I realise this isn’t an explanation many people will understand or accept, and that’s frankly neither here nor there for me. What matters most is that this was not a decision I felt coerced into; it was a choice. And isn’t that the heart of feminism? That women everywhere be given the choice to do what they will with their bodies, their identities, their lives?

Feminism is a contested terrain. Every other day, some public figure (with thousands of young female fans) proclaims she isn’t one of us; every other week, someone is writing a polarizing op-ed proclaiming that she is a feminist, and the rest of us are wannabes because we disagree on an issue. We bitterly, bloodily contest the terrain, draw clean lines, lay claim to land, stick flags and labels in things. I can understand why we do this: feminism is not a hobby; many of us come to feminism from places of deep victimisation at the hands of patriarchy. Feminism is what gives us a framework to understand that it is patriarchy and not women who are the problem, and that we are survivors, rather than victims. It offers tools not just for healing but with which we can continue to face a world that has hurt us (and that continues to hurt us, our mothers, our sisters, our daughters). So, this shit is heavy and it’s important and it’s contested.
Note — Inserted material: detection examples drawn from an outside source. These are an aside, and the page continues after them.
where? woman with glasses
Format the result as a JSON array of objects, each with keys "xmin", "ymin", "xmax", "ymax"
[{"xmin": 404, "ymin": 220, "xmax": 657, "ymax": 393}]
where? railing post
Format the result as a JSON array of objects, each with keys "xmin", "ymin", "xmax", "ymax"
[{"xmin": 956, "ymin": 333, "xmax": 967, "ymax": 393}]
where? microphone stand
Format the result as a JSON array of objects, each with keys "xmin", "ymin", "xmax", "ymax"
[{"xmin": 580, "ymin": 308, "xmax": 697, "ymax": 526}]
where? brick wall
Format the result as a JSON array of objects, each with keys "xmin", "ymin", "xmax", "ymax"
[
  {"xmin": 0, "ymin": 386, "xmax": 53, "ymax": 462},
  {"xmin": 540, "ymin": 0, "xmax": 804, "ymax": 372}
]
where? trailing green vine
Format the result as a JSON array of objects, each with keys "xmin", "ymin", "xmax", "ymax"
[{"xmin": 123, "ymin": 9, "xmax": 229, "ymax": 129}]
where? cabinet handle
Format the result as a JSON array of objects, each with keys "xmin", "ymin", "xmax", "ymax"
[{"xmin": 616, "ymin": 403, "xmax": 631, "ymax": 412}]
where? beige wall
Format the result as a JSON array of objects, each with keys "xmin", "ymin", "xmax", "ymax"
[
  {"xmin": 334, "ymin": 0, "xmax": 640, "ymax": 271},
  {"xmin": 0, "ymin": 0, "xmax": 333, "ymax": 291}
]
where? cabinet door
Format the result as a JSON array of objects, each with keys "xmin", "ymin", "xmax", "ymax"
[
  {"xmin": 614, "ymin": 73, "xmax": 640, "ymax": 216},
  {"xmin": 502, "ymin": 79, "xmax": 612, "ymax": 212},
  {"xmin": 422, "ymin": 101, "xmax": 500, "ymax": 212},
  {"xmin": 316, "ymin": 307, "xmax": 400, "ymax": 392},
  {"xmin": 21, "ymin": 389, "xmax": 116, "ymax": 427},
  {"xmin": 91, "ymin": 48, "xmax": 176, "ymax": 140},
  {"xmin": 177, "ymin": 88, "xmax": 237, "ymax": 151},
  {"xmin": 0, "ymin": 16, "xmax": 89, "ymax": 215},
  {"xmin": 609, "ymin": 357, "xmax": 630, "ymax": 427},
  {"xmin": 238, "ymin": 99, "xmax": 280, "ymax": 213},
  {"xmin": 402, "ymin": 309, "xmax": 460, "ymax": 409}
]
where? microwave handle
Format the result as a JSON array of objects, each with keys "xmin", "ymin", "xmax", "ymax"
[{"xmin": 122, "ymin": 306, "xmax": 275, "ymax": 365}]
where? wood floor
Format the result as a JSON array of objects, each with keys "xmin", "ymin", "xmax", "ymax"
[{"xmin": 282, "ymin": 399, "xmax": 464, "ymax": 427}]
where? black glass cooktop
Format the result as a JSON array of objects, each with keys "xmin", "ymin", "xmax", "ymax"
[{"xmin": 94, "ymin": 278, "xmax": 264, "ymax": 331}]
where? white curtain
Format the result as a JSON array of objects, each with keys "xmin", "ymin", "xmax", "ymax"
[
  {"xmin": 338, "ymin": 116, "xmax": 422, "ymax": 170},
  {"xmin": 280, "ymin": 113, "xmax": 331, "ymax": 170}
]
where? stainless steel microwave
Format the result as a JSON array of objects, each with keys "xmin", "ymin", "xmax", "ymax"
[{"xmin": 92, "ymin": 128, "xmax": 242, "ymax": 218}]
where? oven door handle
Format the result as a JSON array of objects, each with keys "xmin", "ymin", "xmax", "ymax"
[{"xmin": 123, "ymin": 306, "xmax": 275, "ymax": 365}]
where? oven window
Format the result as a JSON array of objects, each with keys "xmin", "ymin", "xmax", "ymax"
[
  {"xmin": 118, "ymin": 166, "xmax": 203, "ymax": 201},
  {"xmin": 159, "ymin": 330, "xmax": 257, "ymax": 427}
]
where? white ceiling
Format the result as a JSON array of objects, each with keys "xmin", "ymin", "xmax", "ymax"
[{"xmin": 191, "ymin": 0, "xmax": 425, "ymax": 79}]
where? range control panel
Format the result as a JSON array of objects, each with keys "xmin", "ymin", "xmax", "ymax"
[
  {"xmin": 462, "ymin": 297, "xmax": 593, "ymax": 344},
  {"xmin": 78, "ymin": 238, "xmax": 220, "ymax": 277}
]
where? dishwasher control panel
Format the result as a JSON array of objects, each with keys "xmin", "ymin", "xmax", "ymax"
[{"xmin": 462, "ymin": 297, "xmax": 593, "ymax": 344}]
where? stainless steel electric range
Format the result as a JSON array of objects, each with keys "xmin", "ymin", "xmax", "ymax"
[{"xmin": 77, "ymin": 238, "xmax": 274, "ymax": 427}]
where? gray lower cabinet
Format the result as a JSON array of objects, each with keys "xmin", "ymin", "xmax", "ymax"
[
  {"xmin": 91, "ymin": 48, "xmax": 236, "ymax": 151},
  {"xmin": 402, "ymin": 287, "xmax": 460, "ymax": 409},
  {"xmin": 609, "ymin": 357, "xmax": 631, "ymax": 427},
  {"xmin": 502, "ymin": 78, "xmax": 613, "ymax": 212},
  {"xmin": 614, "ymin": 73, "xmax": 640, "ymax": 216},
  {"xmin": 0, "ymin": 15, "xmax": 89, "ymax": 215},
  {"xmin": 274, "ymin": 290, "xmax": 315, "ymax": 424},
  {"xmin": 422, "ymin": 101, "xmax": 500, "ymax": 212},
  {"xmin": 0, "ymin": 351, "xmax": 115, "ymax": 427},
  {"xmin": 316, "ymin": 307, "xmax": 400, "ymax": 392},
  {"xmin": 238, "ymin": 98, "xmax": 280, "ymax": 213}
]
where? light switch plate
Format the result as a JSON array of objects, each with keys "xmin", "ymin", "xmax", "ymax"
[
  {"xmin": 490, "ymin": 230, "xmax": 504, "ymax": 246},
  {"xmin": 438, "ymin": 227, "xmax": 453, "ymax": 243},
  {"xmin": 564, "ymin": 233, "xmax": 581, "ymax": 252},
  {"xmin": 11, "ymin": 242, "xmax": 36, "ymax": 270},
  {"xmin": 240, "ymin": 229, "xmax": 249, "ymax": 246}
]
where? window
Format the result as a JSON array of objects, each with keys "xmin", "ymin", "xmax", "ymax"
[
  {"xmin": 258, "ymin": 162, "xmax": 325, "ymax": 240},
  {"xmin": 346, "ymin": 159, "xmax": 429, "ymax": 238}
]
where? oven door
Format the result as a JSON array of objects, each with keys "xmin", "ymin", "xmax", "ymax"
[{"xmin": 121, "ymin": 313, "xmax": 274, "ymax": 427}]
And the question is posed that when so many empowered women who proclaim to be feminist are making choices that used to be marks of patriarchal oppression can they still be feminist? How can these contradictions hold? And, perhaps, the biggest question is, do they threaten the ideological and political integrity of the movement? We know that marriage, and all that comes with it (name changes, perhaps motherhood) is, for many women, a given, an imposition foisted on them as a way of keeping them in what patriarchy sees as their place. For those of us who are privileged enough that marriage is not a tool that may be used against us because we are women, does making the choice to enter into marriage anyway somehow contribute to the social forces that we’re committed to opposing? Does it make a difference that I am an equal in my marriage to a partner of my choosing?

I’ve wrestled with the decision I made to change my name for months. As much as I know why I made that call, it still nags me, this connection between my personal choice, and the broader structures. I am lucky enough to have both the tools that feminism affords me and the privilege that comes with being middle class, and because of this, I have more choices than many women when it comes to my livelihood, my body, my identity. But the fact remains that my choices are still limited to those defined by patriarchy, no matter what personal meaning they have. I fell in love with a person I want to share my life with, build a family with, but the forms of expression of this love available to me are structurally identical to the tools used to demean and oppress women who do not share my privilege. On the other hand, this expression bares no personal resemblance to those tools.

So what’s the answer? I believe that (to borrow words from a great man) patriarchy anywhere is a threat to women everywhere. I also believe (to borrow from a great woman) that one cannot use the master’s tools to dismantle the master’s house. But I also want to believe that there is a way in which we can reclaim some of those things that patriarchy has so effectively mobilised as weapons against us. I am not certain but I suspect that there are some things that we can successfully wrest from the vicious grip of patriarchy and inscribe with new, hopeful meanings.

I guess what I’m learning, as I wade out of what I call my ‘theoretical’ feminism, and actually start figuring out how to live my feminism, is that you can’t know any of this until you’re living it. For years, I told anyone who’d listen (including my then boyfriend, now husband!) at great length and with much self-importance and pontificating, that I would never get married. I was such an asshole. How could I possibly have known, at age 22, with such certainty? I had no idea that I would find someone with whom I could imagine making new meaning for an institution I had always thought to be oppressive and ugly. The fact that I did did not erase my feminism. I know that marriage can be ugly and restrictive. But I also know that it is not beyond reclamation and redefinition. I want to be a mother (another contested feminist holy cow – Adrienne Rich implores me to stay away) one day, and I can’t know ahead of time what that will mean. The lesson for me has been to know the things I know from my sisters and mothers in the movement, but to leave room to learn from my lived experiences.

I don’t think it’s selfish or un-feminist to imagine that I can do both.